Running the OUI itself actually has two modes - silent and suppressed. "Silent" mode actually prevents the GUI from showing up at all during the installation process, so it's perfect for low-bandwidth links or other situations where you really don't want to have to deal with an X GUI popping up on your display. "Suppressed" mode is also useful - the GUI still pops up, but it prompts you only for questions that weren't filled in by the response file. This is a simple starting point for automated database provisioning that requires almost no scripting. Just make a response file with everything filled in except for the few values you want a user to be able to select (like home name, etc.), and then make a little wrapper script that calls the OUI with the response file in suppressed mode.

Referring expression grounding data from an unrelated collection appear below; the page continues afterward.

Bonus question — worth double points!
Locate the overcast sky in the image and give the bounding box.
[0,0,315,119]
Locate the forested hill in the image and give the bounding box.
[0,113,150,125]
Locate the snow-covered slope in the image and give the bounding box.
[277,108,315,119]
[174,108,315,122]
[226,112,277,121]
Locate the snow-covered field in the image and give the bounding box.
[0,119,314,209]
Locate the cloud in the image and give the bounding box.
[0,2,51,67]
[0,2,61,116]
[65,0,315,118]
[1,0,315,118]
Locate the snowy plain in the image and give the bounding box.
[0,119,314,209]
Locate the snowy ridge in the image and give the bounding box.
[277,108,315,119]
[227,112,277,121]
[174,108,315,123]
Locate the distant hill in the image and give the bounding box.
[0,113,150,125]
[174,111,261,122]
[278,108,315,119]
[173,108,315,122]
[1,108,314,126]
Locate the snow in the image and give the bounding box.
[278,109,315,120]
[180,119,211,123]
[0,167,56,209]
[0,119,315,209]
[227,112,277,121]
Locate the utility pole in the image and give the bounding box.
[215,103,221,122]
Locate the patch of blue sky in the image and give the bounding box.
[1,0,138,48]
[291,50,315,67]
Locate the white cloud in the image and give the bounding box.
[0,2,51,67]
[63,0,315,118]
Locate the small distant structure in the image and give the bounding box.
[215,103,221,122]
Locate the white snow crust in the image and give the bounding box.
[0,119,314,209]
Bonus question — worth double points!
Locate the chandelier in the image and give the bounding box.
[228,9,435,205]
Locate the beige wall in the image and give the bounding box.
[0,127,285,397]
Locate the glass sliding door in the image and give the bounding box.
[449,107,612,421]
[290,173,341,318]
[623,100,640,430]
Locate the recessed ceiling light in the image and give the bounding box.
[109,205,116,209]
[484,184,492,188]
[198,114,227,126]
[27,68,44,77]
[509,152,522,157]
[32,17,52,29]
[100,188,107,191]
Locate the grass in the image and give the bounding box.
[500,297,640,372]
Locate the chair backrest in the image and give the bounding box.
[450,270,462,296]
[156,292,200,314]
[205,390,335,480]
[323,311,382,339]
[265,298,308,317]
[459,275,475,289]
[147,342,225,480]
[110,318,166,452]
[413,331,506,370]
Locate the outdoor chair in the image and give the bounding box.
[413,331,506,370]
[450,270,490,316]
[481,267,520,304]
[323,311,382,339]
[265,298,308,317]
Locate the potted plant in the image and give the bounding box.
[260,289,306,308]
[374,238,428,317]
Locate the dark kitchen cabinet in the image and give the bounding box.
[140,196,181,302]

Then, the people doing the database setup just answer the one or two questions they get to answer, and the rest is done automatically. A slightly more advanced version of this is a script that prompts the user for the fields that are missing in the response file, and it then passes those files to the runInstaller on the command line, like this: ./runInstaller -silent "ORACLE_HOME_NAME=OraDBHome1". This allows you to fill in the missing pieces of the response file without having to deal with editing the file or programmatically removing/setting different values.
On the database creation side of things, there's also response files that dictate things like file paths, SID, etc. - basically the -path and configuration- information that's *separate* from the actual contents of the database - its schema, users, etc. All of that information is stored in the database template - you'd recognize that from the DBCA where it asks if you want to create a "Starter Database" - those are all templates.
There are two kinds of DBCA templates - "seed" and "non-seed". Seed templates are actually copies of datafiles, and they are simply copied into place. This has the advantage of allowing you to easily include data in the template, as well as being much faster to deploy, since there's no data dictionary to create (it's already in the datafiles). It has the disadvantage that the size of the template itself is equal to the size of the database you end up with. Hence, it's probably not a good idea to take that 1TB data warehouse and turn it into a seed template.
Non-seed templates simply have the data definition for your database, so it's dramatically smaller. It also, however, takes longer to provision, as it needs to build the data dictionary, create the datafiles, etc. In both cases, templates can be created from existing databases or templates, or from scratch, using the DBCA.
Conclusion
Oracle 11g is an interesting release - a lot of new features, new prices, and new complexity for the DBA who needs to take advantage of it all. While upgrading is going to be a complex, in-depth process, it gives DBAs the opportunity to bring a consistent standardized environment, and put automation in place to make things as efficient as possible, allowing DBAs to spend time on the 100+ new features that come along with Oracle 11g. Three main target areas for automation and standardization with 11g are RAC, ASM, and the database provisioning and creation process. With all of these areas, some best practices and automation can be the key to a successful rollout of 11g.